2. Use the right lingo
There are many types of equestrian sporting events. Red Hills Horse Trials is eventing, meaning there are three days of the event, each persisting of a different type of discipline. The opening day of eventing is always dressage, a ballet-like performance done by horse and rider with the goal to make transitions look as seamless as possible. Most often, day two consists of cross country, arguably the most exciting of the three days since the equestrian duo races through natural settings and flies over naturally-themed obstacles. Eventing closes with show jumping is the final day with a ring filled with beautifully-designed jumps though some events will reverse the order of days two and three.
In sum, eventing consists of dressage, cross country, and show jumping..

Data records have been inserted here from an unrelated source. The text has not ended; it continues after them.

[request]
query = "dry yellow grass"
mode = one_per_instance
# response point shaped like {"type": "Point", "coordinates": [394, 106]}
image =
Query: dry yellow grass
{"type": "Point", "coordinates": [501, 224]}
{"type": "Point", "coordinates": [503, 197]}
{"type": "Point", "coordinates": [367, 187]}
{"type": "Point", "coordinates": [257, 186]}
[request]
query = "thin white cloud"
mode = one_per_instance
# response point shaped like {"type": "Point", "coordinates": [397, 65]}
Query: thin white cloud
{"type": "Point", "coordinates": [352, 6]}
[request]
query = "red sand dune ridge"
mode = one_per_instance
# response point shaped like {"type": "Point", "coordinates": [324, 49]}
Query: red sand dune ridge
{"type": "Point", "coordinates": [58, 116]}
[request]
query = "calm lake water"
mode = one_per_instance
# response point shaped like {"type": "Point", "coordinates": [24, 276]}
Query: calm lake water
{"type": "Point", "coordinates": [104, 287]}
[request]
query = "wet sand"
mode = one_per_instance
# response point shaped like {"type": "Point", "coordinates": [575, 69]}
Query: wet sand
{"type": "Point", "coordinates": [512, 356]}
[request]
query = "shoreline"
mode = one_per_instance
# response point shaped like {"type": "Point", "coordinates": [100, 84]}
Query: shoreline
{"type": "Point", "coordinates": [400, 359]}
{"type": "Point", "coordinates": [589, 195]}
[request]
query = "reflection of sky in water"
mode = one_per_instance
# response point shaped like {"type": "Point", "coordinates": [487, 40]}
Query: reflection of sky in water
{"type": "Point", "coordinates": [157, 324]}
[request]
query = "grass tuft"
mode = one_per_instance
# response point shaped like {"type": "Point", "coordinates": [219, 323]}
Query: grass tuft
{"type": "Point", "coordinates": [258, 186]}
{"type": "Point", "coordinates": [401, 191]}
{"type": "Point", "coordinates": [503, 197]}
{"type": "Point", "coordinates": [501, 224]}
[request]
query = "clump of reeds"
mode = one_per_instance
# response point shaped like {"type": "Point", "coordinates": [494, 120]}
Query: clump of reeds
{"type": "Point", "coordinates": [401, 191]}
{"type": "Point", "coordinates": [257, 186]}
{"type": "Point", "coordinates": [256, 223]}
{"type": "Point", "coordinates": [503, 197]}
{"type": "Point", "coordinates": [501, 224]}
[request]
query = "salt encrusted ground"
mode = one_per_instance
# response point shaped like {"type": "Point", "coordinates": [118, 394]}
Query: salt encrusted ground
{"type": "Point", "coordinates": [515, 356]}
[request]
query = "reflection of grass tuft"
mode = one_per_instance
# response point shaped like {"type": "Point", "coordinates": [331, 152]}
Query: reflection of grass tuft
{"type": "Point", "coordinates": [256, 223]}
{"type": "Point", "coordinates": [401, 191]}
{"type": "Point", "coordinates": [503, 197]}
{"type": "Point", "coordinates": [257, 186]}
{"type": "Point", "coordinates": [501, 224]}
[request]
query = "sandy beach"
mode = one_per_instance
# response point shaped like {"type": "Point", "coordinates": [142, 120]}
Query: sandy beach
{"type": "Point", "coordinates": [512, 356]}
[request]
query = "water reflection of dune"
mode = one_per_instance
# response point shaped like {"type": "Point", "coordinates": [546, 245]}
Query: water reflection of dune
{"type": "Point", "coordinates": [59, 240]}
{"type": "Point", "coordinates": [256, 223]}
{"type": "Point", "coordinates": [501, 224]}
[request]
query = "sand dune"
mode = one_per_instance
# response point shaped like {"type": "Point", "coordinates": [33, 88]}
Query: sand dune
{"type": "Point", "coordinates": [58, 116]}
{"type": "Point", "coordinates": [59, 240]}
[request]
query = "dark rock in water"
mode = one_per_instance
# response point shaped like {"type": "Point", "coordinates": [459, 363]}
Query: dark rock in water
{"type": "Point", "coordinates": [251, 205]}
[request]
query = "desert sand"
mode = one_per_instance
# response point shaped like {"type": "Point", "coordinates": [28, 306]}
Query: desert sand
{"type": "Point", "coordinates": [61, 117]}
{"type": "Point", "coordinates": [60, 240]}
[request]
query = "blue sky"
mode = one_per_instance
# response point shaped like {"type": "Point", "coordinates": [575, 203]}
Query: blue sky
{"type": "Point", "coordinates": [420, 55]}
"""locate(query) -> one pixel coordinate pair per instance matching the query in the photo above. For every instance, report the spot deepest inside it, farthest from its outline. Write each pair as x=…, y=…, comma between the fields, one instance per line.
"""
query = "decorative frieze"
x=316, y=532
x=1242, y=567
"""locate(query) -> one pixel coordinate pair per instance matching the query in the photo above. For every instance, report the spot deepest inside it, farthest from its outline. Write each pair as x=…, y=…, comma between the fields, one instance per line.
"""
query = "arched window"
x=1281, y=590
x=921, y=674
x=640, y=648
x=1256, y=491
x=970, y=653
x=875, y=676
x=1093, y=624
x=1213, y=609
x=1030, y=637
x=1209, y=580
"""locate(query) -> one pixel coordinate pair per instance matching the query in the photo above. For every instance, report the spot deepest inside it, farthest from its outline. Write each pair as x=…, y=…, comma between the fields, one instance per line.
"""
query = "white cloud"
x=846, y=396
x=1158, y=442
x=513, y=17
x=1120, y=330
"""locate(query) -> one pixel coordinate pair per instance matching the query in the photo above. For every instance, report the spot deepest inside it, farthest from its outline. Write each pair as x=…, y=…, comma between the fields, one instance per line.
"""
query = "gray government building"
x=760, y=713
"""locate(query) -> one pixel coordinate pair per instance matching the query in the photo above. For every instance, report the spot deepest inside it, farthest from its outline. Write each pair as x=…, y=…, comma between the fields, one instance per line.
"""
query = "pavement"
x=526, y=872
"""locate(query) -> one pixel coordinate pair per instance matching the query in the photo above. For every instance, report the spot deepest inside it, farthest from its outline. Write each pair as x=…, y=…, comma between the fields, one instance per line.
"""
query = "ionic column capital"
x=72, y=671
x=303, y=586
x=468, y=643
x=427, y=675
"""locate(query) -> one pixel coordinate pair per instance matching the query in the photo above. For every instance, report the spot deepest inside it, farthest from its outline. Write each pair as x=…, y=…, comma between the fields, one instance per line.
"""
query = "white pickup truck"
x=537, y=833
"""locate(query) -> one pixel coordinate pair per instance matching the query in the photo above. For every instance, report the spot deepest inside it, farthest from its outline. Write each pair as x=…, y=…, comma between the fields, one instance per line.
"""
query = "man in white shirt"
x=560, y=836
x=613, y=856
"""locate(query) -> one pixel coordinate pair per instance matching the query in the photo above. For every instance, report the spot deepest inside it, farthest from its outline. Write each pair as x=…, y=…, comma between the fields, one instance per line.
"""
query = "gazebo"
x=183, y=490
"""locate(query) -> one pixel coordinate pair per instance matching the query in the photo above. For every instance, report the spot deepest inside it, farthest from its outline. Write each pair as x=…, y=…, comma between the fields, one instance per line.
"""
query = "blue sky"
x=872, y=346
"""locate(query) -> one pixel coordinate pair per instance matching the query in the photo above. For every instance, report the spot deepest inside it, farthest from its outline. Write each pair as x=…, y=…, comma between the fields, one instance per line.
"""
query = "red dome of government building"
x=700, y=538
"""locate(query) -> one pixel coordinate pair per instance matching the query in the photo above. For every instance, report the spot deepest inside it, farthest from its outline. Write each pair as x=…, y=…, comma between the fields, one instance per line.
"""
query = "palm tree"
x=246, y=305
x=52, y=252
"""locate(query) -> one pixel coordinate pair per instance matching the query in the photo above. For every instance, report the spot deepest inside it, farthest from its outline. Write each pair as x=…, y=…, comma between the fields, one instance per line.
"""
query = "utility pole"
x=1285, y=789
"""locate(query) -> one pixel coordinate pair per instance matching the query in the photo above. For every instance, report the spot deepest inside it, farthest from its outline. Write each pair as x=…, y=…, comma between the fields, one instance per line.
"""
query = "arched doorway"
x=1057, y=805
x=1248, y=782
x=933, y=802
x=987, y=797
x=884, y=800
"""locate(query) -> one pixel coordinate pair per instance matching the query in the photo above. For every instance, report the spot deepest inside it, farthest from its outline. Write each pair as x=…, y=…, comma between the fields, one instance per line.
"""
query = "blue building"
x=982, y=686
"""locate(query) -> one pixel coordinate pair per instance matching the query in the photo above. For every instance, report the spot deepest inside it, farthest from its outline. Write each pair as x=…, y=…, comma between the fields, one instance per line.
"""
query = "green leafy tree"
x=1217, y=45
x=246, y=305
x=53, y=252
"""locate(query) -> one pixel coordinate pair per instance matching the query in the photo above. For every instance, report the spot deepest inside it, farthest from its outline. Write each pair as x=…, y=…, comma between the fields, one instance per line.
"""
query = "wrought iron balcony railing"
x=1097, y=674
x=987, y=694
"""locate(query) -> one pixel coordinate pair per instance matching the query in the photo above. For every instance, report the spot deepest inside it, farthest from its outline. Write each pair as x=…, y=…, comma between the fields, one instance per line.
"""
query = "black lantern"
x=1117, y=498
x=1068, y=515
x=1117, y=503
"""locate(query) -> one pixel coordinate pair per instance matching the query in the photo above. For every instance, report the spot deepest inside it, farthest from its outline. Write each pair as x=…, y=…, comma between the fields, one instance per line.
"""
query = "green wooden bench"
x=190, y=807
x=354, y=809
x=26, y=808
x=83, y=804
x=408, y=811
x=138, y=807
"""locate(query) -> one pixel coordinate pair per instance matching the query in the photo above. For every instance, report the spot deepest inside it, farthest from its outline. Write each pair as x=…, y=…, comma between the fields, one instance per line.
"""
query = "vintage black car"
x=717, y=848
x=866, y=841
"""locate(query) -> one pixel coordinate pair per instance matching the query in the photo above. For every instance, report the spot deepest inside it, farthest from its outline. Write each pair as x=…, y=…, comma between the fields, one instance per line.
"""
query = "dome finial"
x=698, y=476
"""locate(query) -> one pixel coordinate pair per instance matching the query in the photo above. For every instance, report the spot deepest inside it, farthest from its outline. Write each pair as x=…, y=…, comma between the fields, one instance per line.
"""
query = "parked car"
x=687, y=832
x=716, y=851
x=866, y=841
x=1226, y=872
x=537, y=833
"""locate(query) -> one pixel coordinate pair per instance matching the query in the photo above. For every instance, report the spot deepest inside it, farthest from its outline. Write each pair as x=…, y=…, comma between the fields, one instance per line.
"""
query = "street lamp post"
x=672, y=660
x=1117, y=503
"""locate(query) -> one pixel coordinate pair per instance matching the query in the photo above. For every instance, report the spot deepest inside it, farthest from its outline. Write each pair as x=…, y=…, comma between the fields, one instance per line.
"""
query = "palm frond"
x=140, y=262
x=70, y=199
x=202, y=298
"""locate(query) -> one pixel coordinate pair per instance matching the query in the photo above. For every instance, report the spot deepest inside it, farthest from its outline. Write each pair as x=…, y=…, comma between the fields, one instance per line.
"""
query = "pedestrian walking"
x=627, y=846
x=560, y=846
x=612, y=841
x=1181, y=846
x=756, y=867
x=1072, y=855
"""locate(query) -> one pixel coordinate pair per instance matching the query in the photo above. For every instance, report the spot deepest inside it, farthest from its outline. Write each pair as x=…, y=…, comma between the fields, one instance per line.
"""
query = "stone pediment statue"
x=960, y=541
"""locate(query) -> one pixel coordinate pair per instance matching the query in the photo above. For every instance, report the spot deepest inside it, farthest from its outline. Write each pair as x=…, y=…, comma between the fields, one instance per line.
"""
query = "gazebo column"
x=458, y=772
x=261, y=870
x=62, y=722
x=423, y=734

3. Know when to cheer (and when not to!)
It is fairly obvious when a rider has completed their ride. In dressage, they will return to the middle of the ring and take a bow. Show jumping tends to end with a loosening of the reigns by the rider and a big pat on the horse’s neck as they exit the ring. Cross country wraps up with the horse slowing from a gallop to a trot. Applause is always welcome when a rider finishes up, whether it was a perfect run or not. Their hard work should be recognized by the audience.
However, a fault is more noticeable during show jumping and cross country than in dressage. If the horse’s hoof touches a pole on a jump, or even knocks it down, the team will get penalized and ultimately, receive a lesser score from the judges. If a horse refuses a jump three times in any of the two jumping events, the team will be disqualified. Thus, if you see a horse and rider exiting the area midway through their run, they have been disqualified. Applause will likely still be happening to say “better luck next time”.
4. Keep a safe distance from the practice rings and horses
The warm up rings are extremely busy, with lots of horses and riders warming up accompanied by their trainers instructing them. Needless to say, it is a very crowded space. It is best to stay away from these areas as a spectator to avoid getting in the way of trainers walking in and out of the ring, and horses and riders.
The horses you will see at equestrian events will be so perfectly groomed and majestic, it will be hard to not walk up and pet them, however be sure that you don’t approach a horse without an owner’s permission. At these events, especially Red Hills since it is technically difficult and early in the competition calendar.
5. Horses always get the right of way
If you see a horse and rider coming in your direction, always stop for a moment and give them the permission to continue. It is easy to assume that they will see you since the rider will be higher up, but there is a lot to pay attention to when you’re on your mount, so it is best to play it safe and let a horse and rider cross if you do intersect in your path.
The most important thing to remember when at an equestrian event is to enjoy it and have a blast! Equestrian is such a unique sport, and provides spectators all around the world with an excuse to spend a day outdoors, admire gorgeous horses, and to cheer on incredible athletes.